人間作業モデル(以下、MOHO)は作業療法の代表的な理論になります。

人間の内部にある意志, 習慣化, 遂行能力という3つの概念が, 環境と相互作用することで作業適応の状態が生まれる.

山田孝:事例でわかる人間作業モデル. 協同医書出版社, 2015, pp14-26.

MOHOは幅広い領域の臨床で使用されており、エビデンスが日々構築されています。

せっかくなので、MOHOを臨床だけではなく、実生活で活用できるように考察していきます。

※この記事はあくまで私の考察であり、エビデンスに基づく論理ではないことをご了承ください。


環境について


私の意見ですが、「意志」「習慣化」「遂行能力」「環境」の中では、環境の影響力が最も高いと考えます。

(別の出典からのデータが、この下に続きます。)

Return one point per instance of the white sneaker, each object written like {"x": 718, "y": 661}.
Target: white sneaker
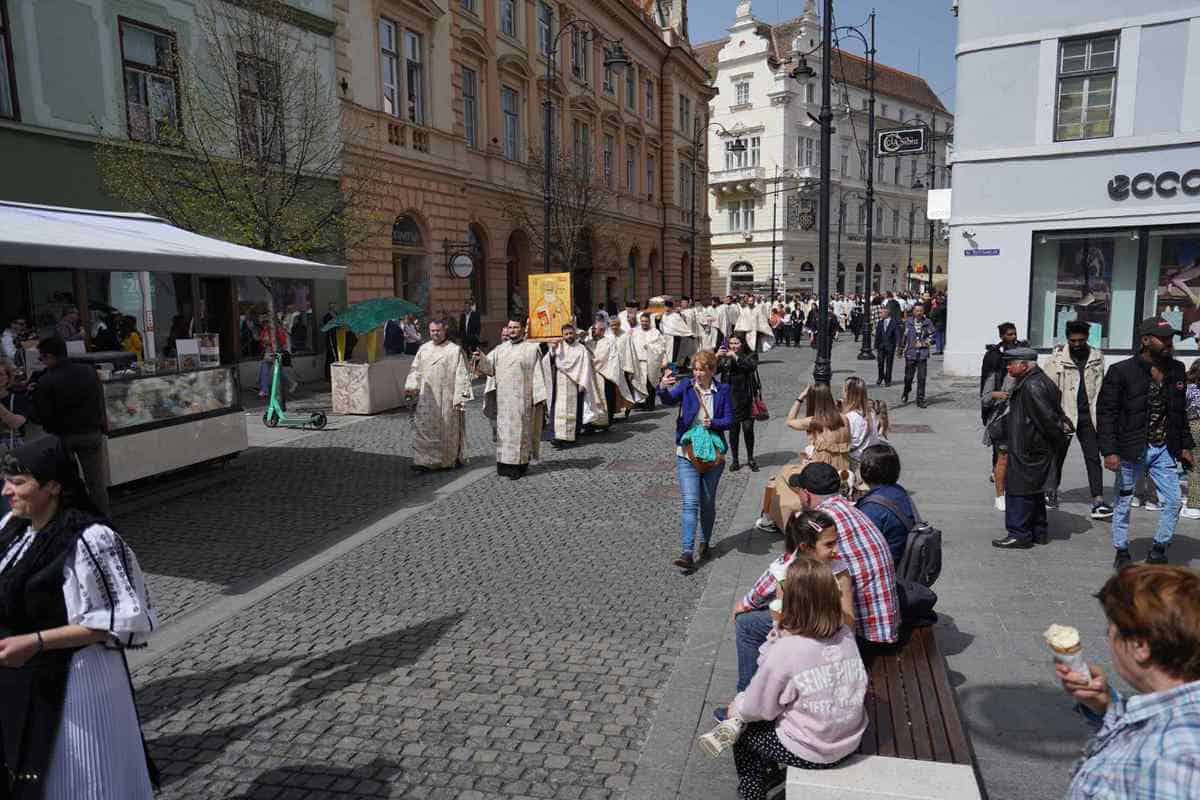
{"x": 721, "y": 738}
{"x": 766, "y": 523}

環境の変化によってもたらされる効果は、こちらの書籍でも紹介されています。

人生を変えるには、環境を変えるのが手っ取り早い。

長倉顕太 著 「移動する人はうまくいく」


臨床経験からも、環境の変化により良くも悪くもクライエントの行動が大きく変容していました。

それは一体なぜでしょうか?

人間は環境と交流して行動を起こします。

つまり、環境の交流がなければ自分の能力を発揮する機会が無いということです。

臨床では、入院や施設入所という環境の変化により、本来自分が持っていた役割(例えば「主婦」や「趣味人」)を担うことができなくなります。

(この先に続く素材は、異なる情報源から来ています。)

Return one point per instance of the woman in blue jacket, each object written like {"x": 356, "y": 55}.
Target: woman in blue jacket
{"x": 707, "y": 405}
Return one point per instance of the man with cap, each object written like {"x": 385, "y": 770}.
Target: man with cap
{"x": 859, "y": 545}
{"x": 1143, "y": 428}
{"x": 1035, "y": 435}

自分らしく生活することができず、作業適応が困難となるのです。

そのため、作業療法士は「意志」「習慣化」「遂行能力」「環境」をクライエントに合わせて評価・介入していきます。

MOHOは臨床のみならず、実生活にも有益だと考えています。


環境を変化させる


「遂行技能」(スキルなど)、「習慣化」、「意志」(モチベーションなど)を変えることは時間を要します。

しかし、「環境」は4要素の中ですぐに変えることができる項目だと思います。

居住地や会社をすぐに変えることは難しいですが、少しの環境を変えることで行動は大きく変化します。

もし、あなたが新しい趣味や仕事を始める場合は、環境を先に変えることで「意志」「習慣化」「遂行技能」が効率よく高まる可能性があります。

「英語修得」の例

  • 「環境」英語を話す機会がある場所に行く。(語学学校、英語コミュニティ、海外旅行など)

  • 「意志」英語を話さざるを得なくなる。英語を上手に話したくなる。

  • 「習慣化」英語を話すことが習慣になる。

  • 「遂行技能」英語が上達する。


「キャリアデザイン」の例

  • 「環境」自分が興味があり、学びたい分野の部門や会社に転職する。自分が憧れる人と多く時間を過ごす。(セミナーや勉強会に参加する。)

  • 「意志」周りに刺激され、向上心が高まる。

  • 「習慣化」自分の望むキャリアを見据えた思考や行動が習慣となる。

  • 「遂行技能」専門性や市場価値が向上する。


「ジョギング」の例

  • 「環境」自宅や職場にスポーツウェアやシューズなど一式セットし、すぐに着替えられるようにする。

  • 「意志」めんどくさいと感じる前に行動することができる。

  • 「習慣化」ジョギングする回数が増える。

  • 「遂行技能」体力が向上する。


私は英語力を上げるために語学学校に通ったり、Xの海外用アカウントで友達を作ったりすることで、少しずつ話せるようになりました。

病院を退職したことも、新たなスキルを身につけるために必要な移動と考えています。

「環境」による効果が、「意志」「習慣化」「遂行技能」にも波及していきます。


まとめ


実生活の中で「環境」を変化させるだけで、自分の行動やスキルが改善していきます。

まずは自分を取り巻く環境を改めて考えてみてください。

環境は「作業療法士が持つ最も重要なツール」です。